Wednesday, August 17, 2011 by Josh Rosenblatt

It looks like Council members may have found a way out of their stalemate over the extension of paid parking hours downtown. A proposal put forward by Council Member Mike Martinez and co-sponsor Mayor Lee Leffingwell responds to the concerns expressed by some of their colleagues by limiting both the hours of the original proposal and its geographic boundaries.

 

On March 3, Council voted 6-1 to keep downtown parking meters running from 8am to midnight, Monday through Saturday. Currently, parking meters in the area shut off at 5:30pm on weekdays, and parking is free on the weekends. The city is scheduled to implement the new hours Sept. 6.

 

The vote was a controversial one, and the Council member who voted against the measure, Laura Morrison, responded to concerns from citizens and downtown stakeholders with a resolution that, if approved, would delay the implementation of the law until Jan. 1. In the meantime, the city manager would conduct a public input process.

 

At yesterday’s work session, Martinez called his proposed resolution a “shot at a compromise” between the current ordinance and postponement.

 

The new resolution would amend the March 3 ordinance by limiting the days with extended hours to Thursday, Friday, and Saturday. On Monday, Tuesday, and Wednesday, the meters would shut off at 6pm (to correspond to a system-wide 30-minute extension agreed upon in the original resolution). Parking will remain free on Sundays.

 

In addition, the compromise resolution would decrease the size of the area affected by the extended hours by two blocks. That area currently runs north to 10th Street. The new resolution would cut off the area at Eighth Street.
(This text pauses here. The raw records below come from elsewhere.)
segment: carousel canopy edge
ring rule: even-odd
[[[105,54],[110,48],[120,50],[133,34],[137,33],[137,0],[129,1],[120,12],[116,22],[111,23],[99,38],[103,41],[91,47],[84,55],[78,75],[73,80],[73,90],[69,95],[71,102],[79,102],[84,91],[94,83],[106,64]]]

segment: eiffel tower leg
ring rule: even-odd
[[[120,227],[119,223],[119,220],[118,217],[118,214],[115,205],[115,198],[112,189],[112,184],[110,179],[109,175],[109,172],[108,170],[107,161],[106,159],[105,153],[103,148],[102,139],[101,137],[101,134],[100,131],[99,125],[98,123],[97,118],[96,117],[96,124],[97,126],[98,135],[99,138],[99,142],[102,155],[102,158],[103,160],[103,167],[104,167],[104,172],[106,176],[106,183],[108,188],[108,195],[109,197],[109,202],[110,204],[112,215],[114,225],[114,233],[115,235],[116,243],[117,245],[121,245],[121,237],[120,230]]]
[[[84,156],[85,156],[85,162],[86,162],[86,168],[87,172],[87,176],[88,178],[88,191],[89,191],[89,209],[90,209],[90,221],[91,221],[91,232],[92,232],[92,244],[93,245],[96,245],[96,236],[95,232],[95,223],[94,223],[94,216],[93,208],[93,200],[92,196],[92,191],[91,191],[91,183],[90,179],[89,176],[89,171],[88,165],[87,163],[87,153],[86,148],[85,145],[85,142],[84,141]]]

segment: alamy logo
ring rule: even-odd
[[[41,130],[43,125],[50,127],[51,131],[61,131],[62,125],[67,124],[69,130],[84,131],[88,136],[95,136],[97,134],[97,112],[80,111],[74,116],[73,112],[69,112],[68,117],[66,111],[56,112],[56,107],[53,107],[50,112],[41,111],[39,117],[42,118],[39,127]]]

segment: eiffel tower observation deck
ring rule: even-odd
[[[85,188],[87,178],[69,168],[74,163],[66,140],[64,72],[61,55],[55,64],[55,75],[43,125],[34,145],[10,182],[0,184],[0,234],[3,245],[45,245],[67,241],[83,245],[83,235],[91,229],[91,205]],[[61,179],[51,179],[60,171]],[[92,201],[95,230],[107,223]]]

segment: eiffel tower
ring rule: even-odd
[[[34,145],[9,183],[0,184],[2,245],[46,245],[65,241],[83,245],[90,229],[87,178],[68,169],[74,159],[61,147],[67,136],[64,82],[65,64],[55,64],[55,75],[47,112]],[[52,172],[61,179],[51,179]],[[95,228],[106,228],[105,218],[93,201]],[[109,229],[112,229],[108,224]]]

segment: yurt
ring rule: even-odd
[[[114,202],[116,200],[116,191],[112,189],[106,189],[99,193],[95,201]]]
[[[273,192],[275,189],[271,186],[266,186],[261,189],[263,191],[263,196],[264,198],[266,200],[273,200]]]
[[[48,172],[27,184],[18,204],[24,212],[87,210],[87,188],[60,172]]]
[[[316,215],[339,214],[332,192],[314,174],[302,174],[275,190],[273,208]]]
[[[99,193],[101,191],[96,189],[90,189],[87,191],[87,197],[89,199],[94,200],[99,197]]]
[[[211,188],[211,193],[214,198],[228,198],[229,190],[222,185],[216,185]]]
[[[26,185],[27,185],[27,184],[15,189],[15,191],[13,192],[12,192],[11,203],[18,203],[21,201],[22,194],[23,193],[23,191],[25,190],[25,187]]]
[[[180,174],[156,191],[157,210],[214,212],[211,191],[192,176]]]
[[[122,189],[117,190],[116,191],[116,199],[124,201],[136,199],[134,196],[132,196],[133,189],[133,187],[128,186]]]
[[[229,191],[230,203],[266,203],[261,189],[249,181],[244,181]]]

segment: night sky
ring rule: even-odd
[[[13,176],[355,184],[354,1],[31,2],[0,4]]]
Martinez pointed out that every church in the downtown area save one is located north of Eighth Street, and that one has a six-story parking garage for its members.

 

Church representatives were particularly vocal in their opposition to the extended hours, Morrison wrote in the proposal to delay, claiming their members, clergy, and volunteers would be adversely affected by the change.

 

Morrison applauded the compromise proposal, saying it mitigated many of her concerns and the concerns of people she’s been hearing from. “Certainly the Monday through Wednesday exemption is very important,” she said. “For me the idea of charging for only Eighth Street down … is critical.”

 

Morrison said she would not only vote for the resolution but would make a motion at Thursday’s meeting to withdraw her resolution to delay implementation of the extended hours.

 

Leffingwell called the proposed amendment a “starting point” and said it was better than delaying, which, he said, “would have budgetary impacts for basically a quarter of a year.” Still, he expressed concern about revenue loss resulting from decreasing the number of extended-hour days.

 

“I’m predisposed to think that Thursday, Friday, and Saturday isn’t quite enough,” Leffingwell said, “that we need to add a day or two to that.”

Transportation Department Director Rob Spillar said that extending parking hours until midnight from Monday through Saturday would generate an estimated $7.25 million a year, plus an additional $1 million in ticket charges. He estimates implementation of the compromise plan, with its fewer paid hours, would mean a reduction of about $1.3 million.

 

The compromise proposal would also direct the city manager to provide either a pre-buy or delayed ticket referral options, establish load-in zones for live music venues, and develop a plan for low-cost garage space for service industry employees and volunteers.